Importantly, in the end, all children would lead far better lives if we came to embrace such a cold understanding of who we are. There would be better focus on socialization and education of every last member. Accepting the kinds of machines that we are, individuals who can see beyond “death-to-my-child's-murderer” are individuals who know that individual love is an insane position to allow for the arising of the kind of disparate environments we allow around different developing machines. This includes not just between the haves and the have-nots, which disparity is of course absurd. But it also gives us better focus on the vastly disparate developmental programming we put around most adequately wealthy children. That is, when we take arbitrariness of differential developmental programs off the table, ignore the emotionally-structured belief about parent-child guided arrangements, we will see the basic necessity of appropriate programming for every last individual. As we move into our best naturalistic understanding of our world, I am confident that this is the understanding that we will eventually embrace.
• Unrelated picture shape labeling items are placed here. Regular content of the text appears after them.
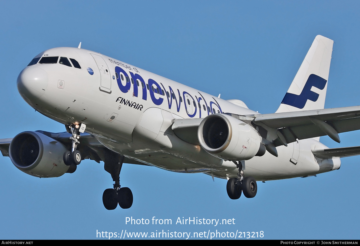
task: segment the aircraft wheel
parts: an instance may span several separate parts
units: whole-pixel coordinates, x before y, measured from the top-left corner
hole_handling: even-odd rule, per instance
[[[245,177],[242,181],[243,193],[244,195],[248,198],[252,198],[256,195],[257,192],[257,185],[256,181],[253,177]]]
[[[239,199],[241,196],[241,184],[240,181],[236,178],[229,179],[226,185],[226,190],[230,199]]]
[[[64,163],[67,166],[71,166],[71,164],[73,164],[71,161],[71,152],[68,150],[66,151],[64,153],[63,159],[64,160]]]
[[[132,192],[127,187],[120,188],[117,192],[118,202],[122,208],[129,208],[132,205]]]
[[[71,160],[76,165],[81,162],[81,154],[78,150],[75,150],[71,153]]]
[[[116,191],[114,189],[107,189],[103,193],[103,203],[108,210],[113,210],[117,206]]]

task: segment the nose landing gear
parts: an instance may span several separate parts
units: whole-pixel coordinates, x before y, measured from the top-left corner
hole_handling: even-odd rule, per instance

It will erase U.S. processes of socialization/education and familial structures, but it will also erase other social systems that believe they are erecting a fair meritocratic program of achievement, one where everyone has the “opportunity for success.”

So, when our best and brightest cling to their supposedly natural or culturally-induced emotions, and say this is just how humans are suppose to be, we have good reason, that in the end, our world will see beyond such people. We will see beyond the social structures (moral responsibility, e.g.) and the selves that such people think necessary to erect or to reproduce.